1059-1075 Nelson Street
Perhaps it is fitting that a building which required a “Super” Urban Design Panel review under the Higher Buildings Policy, also needed both Darren and I to recap it. Due to a prior commitment, he had to leave as the panel began their deliberation, and I arrived just before they gave their opinion. As that process took far longer, it fell to me to write this post.
In truth, the meeting was longer than normal as city staff encouraged the panel to discuss this rezoning proposal’s finer details given its prominence in the skyline. That said, only one person felt height was an issue, as the tower did not “zang” and needed more “zip.” Some felt every building in the area was screaming for attention, something one described as the “Dubai Effect,” even though none of these place among that city’s top 175 tallest.
To improve its presence. the majority believed the crown needed more attention, as it was not worthy of a world leading design. Some were worried the current design may shadow Lord Roberts Annex, while a lone panelist was more concerned it might shade the north sidewalk of Robson Street. Either way, it did not come as a surprise when a recommendation was made to sculpt this element to improve its appearance.
According to Darren, city staff seemed more concerned the depth and width of the floor plates slightly exceed the city’s guidelines at their largest points. Several panellists agreed this was an issue, and believed the building should “go on a diet.” Others praised this element for hiding the bulky form most passive house projects have to take on. Like us, a few wanted this wave form to continue on through the base of the building.
Some suggested this slimming could be accomplished if the gap in the building’s centre was narrowed. Generally, there was appreciation for how this allowed light into the building, but many were not convinced it would be successful. Early on, one person made it clear that, with these issues, there was no way they could support the application.
Ultimately, the recommendations called for further consideration of this gap and its functionality in terms of meeting its own, and the city’s, sustainability objectives. Still, given the small size of the property, it was the ground plane, amenity spaces, and public realm that drew the most concern. I do not think anyone felt a 1 meter right of way was enough of a public contribution, nor was there any appreciation for locating the children’s play area along the lane.

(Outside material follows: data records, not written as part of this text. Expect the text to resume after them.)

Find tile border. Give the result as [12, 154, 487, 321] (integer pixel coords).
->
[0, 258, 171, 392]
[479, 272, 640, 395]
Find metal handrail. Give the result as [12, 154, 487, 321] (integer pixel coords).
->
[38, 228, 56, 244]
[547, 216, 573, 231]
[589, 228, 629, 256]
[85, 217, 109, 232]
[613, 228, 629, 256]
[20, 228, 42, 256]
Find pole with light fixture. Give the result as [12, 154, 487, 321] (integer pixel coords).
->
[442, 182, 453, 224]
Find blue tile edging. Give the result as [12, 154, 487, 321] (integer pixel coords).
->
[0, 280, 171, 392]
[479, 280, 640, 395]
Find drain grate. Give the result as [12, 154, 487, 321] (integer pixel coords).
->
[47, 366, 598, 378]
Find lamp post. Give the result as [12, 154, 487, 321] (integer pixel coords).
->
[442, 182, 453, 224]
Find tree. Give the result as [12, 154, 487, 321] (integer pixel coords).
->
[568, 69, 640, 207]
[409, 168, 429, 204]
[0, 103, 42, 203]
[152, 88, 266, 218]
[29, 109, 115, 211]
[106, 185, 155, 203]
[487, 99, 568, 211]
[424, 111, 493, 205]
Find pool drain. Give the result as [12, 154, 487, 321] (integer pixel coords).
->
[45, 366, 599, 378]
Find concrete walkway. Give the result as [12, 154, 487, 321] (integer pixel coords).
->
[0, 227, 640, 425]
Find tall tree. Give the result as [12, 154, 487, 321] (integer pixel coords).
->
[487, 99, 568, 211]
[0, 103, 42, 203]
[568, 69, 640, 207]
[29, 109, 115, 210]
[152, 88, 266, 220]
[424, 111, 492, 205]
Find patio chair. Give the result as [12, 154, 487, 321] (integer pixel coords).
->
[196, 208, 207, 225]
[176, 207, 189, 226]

One member’s solution was for the applicant to provide public realm improvements off-site, either at an existing park or a new location, which won broad support. Similarly, others wanted more resident amenity space on site, despite one person who wanted the amenity deck removed as it “just bugged them.” The chair felt confidant city staff would require the applicant address these issues, as they formed the final set of recommendations.
This additional language called on the applicant to explore the option of a public amenity, and to explore utilizing the rooftop to provide more amenity space. Last but not least, they recommended more design development of the public realm to improve the relationship to its surroundings, and to the children in the area. Before they voted, the applicant acknowledged these were issues they had struggled with, and felt a better project would come from addressing them.
I lack Darren’s experience with the UDP, so I thought this lengthy list meant there might be a motion for resubmission. Instead, all but the aforementioned panellist voted to support the proposal moving forward. Whether you have your own suggestions, or want to add your voice to the panel’s support, the applicant is clearly listening, so make sure your comments are heard by leaving them here.